1.   chantage zn. 'afdreiging, afpersing'
categorie:
leenwoord
Nnl. chantage [1895; Broeckaert].
Ontleend aan Frans chantage 'afpersing' [1836; Rey], afgeleid van de uitdrukking (argot) faire chanter quelqu'un 'iemand afpersen' [1808; Rey], eerder al 'iemand tot bekennen dwingen' [1640; Rey], letterlijk 'iemand laten zingen'. Frans chanter 'zingen' gaat terug op Latijn cantāre '(be)zingen, kraaien', een frequentatiefvorm van canere 'zingen', dat verwant is met haan. Zie ook chanson.
chanteur zn. 'zanger; afperser'. Nnl. chanteur 'beroepszanger' [1795; WNT Aanv.], 'afperser' [1914; Dale]. In de betekenis 'zanger' ontleend aan Frans chanteur 'zanger', ouder chantur [12e eeuw; Rey], afleiding van chanter.

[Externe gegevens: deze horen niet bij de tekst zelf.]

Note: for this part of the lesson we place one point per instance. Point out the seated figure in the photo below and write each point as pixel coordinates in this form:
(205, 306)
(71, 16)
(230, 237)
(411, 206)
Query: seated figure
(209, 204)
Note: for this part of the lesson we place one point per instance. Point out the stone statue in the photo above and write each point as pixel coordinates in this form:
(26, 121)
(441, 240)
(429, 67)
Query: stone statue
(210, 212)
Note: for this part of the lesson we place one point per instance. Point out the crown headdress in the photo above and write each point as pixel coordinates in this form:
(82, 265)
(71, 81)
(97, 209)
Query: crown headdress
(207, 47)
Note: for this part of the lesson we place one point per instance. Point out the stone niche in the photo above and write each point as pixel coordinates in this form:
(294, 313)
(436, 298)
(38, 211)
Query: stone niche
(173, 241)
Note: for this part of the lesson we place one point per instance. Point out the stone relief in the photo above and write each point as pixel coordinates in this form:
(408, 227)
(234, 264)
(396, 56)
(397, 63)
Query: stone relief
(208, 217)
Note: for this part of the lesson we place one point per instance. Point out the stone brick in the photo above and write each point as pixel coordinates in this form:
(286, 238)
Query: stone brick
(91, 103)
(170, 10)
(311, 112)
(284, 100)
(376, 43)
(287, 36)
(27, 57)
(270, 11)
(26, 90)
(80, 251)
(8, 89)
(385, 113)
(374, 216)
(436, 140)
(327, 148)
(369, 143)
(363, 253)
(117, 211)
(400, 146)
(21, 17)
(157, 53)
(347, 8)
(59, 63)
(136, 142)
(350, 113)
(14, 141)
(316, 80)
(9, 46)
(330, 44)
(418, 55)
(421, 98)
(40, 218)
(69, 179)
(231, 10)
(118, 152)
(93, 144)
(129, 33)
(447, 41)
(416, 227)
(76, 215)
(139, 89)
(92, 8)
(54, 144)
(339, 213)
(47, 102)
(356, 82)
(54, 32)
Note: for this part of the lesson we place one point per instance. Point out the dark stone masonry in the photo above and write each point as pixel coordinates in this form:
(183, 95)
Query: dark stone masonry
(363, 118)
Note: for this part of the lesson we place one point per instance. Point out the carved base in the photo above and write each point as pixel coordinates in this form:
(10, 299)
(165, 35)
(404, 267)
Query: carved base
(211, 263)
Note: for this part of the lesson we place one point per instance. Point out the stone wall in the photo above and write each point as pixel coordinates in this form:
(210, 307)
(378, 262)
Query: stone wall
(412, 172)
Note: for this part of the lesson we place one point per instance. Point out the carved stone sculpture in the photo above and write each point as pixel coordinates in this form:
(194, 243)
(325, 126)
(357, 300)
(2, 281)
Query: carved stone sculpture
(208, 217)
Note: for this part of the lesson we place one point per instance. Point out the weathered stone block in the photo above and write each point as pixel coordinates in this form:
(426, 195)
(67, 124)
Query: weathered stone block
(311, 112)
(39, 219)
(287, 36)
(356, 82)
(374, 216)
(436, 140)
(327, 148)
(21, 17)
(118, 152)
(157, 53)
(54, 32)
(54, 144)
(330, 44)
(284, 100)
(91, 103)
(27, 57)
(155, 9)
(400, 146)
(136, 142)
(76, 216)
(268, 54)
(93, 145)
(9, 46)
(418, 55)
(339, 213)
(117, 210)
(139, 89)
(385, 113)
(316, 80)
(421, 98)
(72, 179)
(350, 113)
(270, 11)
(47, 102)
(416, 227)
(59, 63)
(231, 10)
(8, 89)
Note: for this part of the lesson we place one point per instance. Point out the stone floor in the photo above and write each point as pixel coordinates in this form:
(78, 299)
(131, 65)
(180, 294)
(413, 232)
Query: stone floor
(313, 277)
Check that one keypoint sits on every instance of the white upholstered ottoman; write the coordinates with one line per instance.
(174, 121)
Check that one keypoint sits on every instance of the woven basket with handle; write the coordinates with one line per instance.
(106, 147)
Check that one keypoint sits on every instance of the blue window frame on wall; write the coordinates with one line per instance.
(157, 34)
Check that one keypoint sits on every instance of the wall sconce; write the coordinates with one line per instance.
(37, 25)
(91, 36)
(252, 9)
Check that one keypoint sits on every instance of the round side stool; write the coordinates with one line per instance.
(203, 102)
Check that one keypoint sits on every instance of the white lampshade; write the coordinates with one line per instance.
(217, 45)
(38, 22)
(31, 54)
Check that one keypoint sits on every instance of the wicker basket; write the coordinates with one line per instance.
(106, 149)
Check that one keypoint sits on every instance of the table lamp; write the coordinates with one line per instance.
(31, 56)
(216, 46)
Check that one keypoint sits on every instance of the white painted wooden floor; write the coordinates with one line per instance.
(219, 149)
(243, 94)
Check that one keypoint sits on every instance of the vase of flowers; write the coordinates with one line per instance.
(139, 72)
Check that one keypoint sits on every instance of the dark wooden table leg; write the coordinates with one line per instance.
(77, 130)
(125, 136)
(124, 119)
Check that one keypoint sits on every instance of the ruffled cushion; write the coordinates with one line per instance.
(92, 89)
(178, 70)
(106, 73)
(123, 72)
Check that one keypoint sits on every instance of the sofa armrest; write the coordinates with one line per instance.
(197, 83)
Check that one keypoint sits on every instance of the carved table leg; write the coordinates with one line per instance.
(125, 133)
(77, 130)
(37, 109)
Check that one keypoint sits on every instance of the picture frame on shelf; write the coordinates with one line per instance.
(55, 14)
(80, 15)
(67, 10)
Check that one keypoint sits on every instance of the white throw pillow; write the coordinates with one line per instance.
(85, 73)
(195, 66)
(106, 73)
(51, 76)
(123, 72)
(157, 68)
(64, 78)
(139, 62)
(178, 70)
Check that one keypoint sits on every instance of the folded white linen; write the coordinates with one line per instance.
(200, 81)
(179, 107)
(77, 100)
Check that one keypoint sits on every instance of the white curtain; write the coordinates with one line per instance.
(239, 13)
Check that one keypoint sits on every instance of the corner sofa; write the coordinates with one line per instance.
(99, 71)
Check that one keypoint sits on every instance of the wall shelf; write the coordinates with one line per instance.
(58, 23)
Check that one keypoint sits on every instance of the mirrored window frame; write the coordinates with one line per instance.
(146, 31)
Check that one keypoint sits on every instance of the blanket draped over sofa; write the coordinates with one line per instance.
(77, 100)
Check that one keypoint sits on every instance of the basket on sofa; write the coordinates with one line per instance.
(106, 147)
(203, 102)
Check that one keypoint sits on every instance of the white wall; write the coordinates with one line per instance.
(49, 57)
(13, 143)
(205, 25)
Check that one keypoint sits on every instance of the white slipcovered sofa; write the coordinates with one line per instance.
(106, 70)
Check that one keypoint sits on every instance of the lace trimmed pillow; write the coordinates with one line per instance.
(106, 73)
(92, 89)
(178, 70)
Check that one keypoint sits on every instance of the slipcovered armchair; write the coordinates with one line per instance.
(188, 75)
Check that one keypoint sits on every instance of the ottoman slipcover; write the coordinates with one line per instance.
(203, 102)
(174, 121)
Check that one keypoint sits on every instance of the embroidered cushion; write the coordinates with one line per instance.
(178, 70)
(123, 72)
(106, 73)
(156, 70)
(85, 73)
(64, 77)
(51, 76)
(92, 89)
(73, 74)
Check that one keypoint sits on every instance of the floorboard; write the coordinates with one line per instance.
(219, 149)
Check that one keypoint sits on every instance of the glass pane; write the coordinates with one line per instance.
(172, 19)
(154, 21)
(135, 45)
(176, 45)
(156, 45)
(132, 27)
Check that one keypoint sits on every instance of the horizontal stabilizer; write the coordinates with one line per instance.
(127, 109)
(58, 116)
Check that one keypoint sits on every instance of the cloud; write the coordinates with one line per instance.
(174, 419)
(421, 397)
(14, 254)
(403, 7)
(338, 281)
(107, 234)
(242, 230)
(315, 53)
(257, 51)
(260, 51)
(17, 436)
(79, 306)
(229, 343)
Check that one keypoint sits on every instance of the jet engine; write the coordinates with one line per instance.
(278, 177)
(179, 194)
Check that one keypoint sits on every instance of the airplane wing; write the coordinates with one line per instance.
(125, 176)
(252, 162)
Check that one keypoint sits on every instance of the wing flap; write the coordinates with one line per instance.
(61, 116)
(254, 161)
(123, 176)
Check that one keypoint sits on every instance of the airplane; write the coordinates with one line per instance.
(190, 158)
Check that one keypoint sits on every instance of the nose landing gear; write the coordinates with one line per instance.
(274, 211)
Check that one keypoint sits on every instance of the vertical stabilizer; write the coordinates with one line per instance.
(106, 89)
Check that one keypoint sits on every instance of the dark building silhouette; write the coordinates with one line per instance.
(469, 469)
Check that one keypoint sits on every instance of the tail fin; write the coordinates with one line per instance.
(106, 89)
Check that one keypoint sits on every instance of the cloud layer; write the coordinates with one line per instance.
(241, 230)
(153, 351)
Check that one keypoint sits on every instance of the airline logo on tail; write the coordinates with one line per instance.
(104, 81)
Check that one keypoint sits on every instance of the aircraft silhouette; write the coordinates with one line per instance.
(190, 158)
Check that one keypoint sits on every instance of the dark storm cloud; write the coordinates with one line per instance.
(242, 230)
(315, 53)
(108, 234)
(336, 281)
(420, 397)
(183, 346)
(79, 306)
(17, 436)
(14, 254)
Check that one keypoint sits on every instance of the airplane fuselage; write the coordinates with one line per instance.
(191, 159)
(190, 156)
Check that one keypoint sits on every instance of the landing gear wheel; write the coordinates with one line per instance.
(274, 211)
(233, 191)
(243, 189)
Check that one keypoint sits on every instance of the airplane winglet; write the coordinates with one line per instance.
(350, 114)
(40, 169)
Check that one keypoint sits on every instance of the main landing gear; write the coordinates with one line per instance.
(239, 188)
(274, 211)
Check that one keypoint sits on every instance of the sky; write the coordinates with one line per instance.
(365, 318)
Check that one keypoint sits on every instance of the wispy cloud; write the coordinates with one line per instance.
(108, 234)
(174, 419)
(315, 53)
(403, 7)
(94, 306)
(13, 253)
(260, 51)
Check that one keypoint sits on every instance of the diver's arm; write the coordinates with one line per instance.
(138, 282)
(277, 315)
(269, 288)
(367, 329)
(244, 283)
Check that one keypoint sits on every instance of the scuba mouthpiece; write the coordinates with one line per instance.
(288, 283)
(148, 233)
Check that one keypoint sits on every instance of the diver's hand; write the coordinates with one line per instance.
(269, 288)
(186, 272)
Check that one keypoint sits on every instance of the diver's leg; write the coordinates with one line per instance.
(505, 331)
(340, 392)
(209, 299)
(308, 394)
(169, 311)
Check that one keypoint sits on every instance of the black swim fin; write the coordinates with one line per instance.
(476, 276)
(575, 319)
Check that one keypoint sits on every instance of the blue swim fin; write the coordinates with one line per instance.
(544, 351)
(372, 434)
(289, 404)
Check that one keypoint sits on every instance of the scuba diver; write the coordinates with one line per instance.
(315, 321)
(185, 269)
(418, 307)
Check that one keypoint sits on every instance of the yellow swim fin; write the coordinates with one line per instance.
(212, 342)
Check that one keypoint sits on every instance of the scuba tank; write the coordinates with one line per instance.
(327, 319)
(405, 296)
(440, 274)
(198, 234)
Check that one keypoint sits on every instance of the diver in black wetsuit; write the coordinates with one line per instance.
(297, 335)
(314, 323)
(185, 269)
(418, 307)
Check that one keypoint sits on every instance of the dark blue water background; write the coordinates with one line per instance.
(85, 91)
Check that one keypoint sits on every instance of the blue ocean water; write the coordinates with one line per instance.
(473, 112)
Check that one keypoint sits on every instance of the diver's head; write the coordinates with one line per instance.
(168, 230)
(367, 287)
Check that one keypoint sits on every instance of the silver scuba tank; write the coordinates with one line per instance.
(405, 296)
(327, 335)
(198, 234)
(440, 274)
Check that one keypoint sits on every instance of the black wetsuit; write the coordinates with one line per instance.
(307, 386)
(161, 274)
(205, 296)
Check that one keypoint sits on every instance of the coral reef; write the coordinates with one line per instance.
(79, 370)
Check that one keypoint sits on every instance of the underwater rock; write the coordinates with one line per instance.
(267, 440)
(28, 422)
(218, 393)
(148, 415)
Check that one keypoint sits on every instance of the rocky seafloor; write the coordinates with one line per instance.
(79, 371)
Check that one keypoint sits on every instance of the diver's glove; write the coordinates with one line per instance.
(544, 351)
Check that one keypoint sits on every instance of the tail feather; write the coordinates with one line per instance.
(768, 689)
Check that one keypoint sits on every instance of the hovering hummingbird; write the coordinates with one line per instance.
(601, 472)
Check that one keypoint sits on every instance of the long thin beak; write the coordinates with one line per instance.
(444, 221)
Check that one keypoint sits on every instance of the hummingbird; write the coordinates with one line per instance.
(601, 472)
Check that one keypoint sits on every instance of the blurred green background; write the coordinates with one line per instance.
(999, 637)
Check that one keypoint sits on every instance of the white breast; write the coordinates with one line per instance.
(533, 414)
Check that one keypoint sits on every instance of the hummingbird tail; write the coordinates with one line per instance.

In de betekenis 'afperser' verkort uit Frans ma(î)tre chanteur 'afperser', letterlijk 'meesterzanger' [1837; Rey]. Voor 1914 had Nederlands chanteur uitsluitend de betekenis 'zanger'; deze betekenis is alleen in het BN blijven bestaan naast die van 'afperser'. ◆ chanteren ww. 'afpersen'. Nnl. gechanteerd (verl.deelw.) 'chantage gepleegd op' [1949; WNT Aanv.].